これまでワールドカップの優勝は、常にヨーロッパと南米という二つの結果に帰結してきた。2022年カタール大会まで22回の大会において、ヨーロッパ(12回)と南米(10回)以外の大陸から優勝チームが出たことは一度もなかった。開幕を控えた2026北中米ワールドカップもまた、ヨーロッパと南米による「覇権争い」が激しくなると見られる。
現時点で最も有力な優勝候補に挙げられるのは、「無敵艦隊」スペインだ。2010年南アフリカ大会以降、ワールドカップで目立った成績を残せていなかったスペインだが、今回は違う。先月30日、グローバル投資銀行ゴールドマン・サックスの予測モデルで国別の優勝確率を調査した結果、スペインが26%で最も高い評価を受けた。
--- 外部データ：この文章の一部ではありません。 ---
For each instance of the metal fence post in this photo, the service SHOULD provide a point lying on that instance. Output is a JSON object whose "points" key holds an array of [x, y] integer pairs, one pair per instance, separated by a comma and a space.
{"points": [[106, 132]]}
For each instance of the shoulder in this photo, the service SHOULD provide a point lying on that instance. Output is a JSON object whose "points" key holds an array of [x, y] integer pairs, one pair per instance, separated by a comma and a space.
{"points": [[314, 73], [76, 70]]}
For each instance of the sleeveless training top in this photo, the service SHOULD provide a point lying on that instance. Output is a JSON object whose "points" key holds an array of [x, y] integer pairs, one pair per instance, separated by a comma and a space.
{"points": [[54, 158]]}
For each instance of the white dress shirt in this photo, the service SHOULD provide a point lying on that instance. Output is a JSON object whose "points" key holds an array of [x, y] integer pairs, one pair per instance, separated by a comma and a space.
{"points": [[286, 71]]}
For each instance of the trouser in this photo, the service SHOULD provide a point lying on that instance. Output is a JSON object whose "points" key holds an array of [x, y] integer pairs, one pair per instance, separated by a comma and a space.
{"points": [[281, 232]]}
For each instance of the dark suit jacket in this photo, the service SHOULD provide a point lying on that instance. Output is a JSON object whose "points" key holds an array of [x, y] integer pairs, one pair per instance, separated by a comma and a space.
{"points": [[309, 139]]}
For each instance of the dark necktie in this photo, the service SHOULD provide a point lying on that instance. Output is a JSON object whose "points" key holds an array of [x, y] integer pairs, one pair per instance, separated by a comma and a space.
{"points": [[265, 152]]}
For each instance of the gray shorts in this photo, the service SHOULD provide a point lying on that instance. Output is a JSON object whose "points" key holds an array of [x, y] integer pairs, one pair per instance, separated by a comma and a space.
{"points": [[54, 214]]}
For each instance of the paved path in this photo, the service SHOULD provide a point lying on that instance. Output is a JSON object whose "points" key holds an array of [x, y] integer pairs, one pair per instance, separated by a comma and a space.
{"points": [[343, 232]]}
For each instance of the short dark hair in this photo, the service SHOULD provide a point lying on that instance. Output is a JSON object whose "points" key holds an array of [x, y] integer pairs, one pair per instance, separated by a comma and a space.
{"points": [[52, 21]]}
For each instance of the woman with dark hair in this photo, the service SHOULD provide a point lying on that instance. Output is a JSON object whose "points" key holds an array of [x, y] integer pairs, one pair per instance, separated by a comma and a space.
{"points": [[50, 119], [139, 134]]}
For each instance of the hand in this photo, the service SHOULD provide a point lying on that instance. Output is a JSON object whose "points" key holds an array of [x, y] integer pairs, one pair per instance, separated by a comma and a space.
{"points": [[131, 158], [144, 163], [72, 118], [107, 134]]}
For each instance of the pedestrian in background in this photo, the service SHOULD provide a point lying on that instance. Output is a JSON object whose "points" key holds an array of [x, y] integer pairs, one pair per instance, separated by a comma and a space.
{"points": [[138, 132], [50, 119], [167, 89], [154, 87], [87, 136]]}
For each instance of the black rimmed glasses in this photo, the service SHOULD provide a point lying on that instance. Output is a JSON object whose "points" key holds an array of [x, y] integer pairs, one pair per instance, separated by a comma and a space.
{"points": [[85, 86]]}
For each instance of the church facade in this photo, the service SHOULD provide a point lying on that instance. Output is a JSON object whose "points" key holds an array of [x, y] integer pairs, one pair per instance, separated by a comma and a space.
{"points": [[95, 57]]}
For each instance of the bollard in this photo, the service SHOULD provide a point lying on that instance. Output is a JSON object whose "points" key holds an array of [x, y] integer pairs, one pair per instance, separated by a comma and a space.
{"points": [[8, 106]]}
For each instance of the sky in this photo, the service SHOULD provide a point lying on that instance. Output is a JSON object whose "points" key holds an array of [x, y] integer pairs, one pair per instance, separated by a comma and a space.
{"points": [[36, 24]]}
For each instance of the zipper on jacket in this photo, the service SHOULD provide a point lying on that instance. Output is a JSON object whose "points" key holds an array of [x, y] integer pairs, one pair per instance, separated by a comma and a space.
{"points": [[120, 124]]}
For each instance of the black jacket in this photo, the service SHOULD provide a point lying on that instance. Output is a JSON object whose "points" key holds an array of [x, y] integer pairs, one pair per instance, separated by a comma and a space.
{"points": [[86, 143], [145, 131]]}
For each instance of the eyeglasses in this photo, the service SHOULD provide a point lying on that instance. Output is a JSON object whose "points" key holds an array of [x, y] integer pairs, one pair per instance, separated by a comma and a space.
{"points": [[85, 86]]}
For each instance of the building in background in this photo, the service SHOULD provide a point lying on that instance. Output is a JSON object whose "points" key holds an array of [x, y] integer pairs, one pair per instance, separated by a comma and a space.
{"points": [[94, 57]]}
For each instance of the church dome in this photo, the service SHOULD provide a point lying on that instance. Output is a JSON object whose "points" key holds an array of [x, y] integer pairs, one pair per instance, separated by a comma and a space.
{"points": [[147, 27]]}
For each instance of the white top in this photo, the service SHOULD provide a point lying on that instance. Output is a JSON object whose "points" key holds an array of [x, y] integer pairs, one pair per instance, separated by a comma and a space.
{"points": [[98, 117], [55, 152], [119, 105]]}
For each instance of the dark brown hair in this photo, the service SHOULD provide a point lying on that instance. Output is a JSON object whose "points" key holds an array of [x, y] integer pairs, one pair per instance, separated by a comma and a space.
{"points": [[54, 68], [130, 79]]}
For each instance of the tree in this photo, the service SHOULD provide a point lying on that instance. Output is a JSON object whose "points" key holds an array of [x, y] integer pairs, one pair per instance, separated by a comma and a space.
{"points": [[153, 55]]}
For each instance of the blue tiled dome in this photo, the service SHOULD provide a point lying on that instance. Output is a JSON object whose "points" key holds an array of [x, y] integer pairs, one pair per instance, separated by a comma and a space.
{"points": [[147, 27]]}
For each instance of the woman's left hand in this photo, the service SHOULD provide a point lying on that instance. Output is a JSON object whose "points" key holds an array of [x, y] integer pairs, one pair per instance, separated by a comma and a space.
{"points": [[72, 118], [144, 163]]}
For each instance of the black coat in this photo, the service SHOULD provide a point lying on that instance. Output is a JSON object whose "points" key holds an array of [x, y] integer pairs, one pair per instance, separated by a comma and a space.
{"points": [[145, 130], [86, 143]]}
近年のスペインの歩みを見れば、決して驚くことではない。
スペインは2年前のユーロ2024優勝で、再びヨーロッパの頂点に立った。最近では国際Aマッチ31試合連続無敗を突き進んでおり、敵なしの姿を見せている。

リオネル・メッシ(インテル・マイアミ)の再来と呼ばれる「超新星」ラミン・ヤマル(バルセロナ)、そしてニコ・ウィリアムズ(ビルバオ)のサイドコンビがもたらす破壊力は、相手を絶望に陥れるに十分だ。ここにロドリ(マンチェスター・シティ)、ペドリ(バルセロナ)が率いる中盤も盤石である。
3大会連続の決勝進出を目指すフランスも強力な優勝候補だ。2018年ロシア大会優勝、2022年カタール大会準優勝を果たしたフランスは、今大会に向けて強力な攻撃陣を構築した。キリアン・エムバペ(レアル・マドリード)を中心に、昨年のバロンドール受賞者ウスマン・デンベレ(パリ・サンジェルマン)やマイケル・オリーズ(バイエルン・ミュンヘン)、ラヤン・シェルキ(マンチェスター・シティ)など、欧州ビッグリーグで活躍する攻撃陣をすべて招集した。
ゴールドマン・サックスの予測モデル調査で、欧州勢の中でスペイン、フランス(19%)に次ぐ確率を得たイングランド(5%)は、現欧州最高のストライカーであるハリー・ケイン(バイエルン・ミュンヘン)を中心に、デクラン・ライス(アーセナル)、ジュード・ベリンガム(レアル・マドリード)、リース・ジェームズ(チェルシー)、ジョン・ストーンズ(マンチェスター・シティ)など、ネームバリューではどこにも引けを取らない超豪華チームを構成した。

南米では、「ディフェンディングチャンピオン」であるアルゼンチンが最も注目を集めている。
イタリアとブラジルしか達成していないワールドカップ連覇に挑戦状を叩きつけたアルゼンチンは、個人通算6度目のワールドカップの舞台を踏む「サッカーの神」メッシを中心に大会を準備してきた。4年前にメッシと共に優勝を成し遂げたフリアン・アルバレス(アトレティコ・マドリード)やラウタロ・マルティネス(インテル)といった選手たちがさらに成長し、メッシを支える準備を整えている。
メッシが代表チーム合流直前にハムストリングを負傷したが、検査の結果、ワールドカップに出場できないほど深刻なレベルではないことが分かり、胸をなでおろした。メッシはひとまず、ホンジュラスやアイスランドとの親善試合には出場しない見通しだ。
長年アルゼンチンと共に南米サッカーを二分してきたブラジルも優勝候補の一つに挙げられるが、ロドリゴ、エデル・ミリトン(いずれもレアル・マドリード)など主力選手が負傷で離脱し、2年7ヶ月ぶりに復帰したネイマール(サントス)のコンディションにも疑問符が多く、確実な信頼を得るには至っていない。